Últimas Notícias > Notas Brasil > Bolsonaro resiste a incluir SP em programa de escola militar

Ministro da Educação diz que é contra cobrar mensalidade nas universidades federais

"Sou contra a cobrança da graduação nas universidades federais", declarou o ministro da Educação na Câmara dos Deputados. (Foto: Luis Macedo/Câmara dos Deputados)

O ministro da Educação, Abraham Weintraub, disse nesta quarta-feira (15) ser contra a proposta de cobrar mensalidade nas universidades públicas. Weintraub participou de uma sessão no plenário da Câmara dos Deputados. Ele foi convocado pelos parlamentares para prestar esclarecimentos sobre os bloqueios de verbas na área da educação.

“Sou contra a cobrança da graduação nas universidades federais”, afirmou. “Eu sou contra o aluno pagar graduação porque sei que a maioria é pobre e não consegue entrar”, disse em resposta a um questionamento do deputado federal Emanuel Pinheiro (PTB-MT).

“Eu não quero mexer nisso, não está nas nossas propostas, porque a gente quer arejar”, afirmou.
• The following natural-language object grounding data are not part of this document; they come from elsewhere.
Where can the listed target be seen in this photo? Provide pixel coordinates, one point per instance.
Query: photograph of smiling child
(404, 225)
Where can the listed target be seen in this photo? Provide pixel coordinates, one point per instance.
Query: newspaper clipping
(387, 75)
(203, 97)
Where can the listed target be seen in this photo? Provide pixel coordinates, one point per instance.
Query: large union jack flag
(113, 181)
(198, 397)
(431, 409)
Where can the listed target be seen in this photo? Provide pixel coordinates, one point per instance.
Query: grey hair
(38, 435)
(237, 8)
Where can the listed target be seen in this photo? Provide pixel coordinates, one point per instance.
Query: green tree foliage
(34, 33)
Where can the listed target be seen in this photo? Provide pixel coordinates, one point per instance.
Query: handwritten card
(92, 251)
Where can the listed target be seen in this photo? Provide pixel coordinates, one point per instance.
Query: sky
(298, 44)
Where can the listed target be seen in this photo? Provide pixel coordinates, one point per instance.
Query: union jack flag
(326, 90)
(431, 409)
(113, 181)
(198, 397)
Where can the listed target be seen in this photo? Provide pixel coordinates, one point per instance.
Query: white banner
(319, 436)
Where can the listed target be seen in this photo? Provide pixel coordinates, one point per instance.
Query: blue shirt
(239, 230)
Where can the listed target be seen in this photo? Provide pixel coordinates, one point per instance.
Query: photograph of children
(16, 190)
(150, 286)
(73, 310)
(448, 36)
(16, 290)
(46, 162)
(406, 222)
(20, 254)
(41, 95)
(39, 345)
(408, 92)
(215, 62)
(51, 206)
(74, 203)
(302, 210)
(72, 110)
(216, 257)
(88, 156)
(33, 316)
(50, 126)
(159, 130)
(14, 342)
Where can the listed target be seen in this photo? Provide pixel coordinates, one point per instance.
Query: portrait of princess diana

Em seguida, sugeriu a possibilidade de as universidades serem patrocinadas por organizações, que passariam a ser vistas como “patronas” dessas instituições. “A universidade [pode] ter um patrono, como lá fora. Por que uma organização como a Rede Globo não pode ser patrono da UFF ou da UFRJ? Coloca lá, ‘Campus Roberto Marinho’. É feio isso?”, declarou.

Weintraub também direcionou críticas ao PT e responsabilizou o partido pelo bloqueio de verbas na área da educação. Ao citar números da educação brasileira nos últimos anos, Weintraub falou em “involução”. “Nós não somos responsáveis pelo contingenciamento atual. O orçamento atual foi feito pelo governo eleito de Dilma Rousseff e do Sr. Michel Temer, que era vice. Nós não votamos neles”, disse. “Então, nós não somos responsáveis pelo contingenciamento atual. Nós não somos responsáveis absolutamente pelo desastre da educação básica brasileira.”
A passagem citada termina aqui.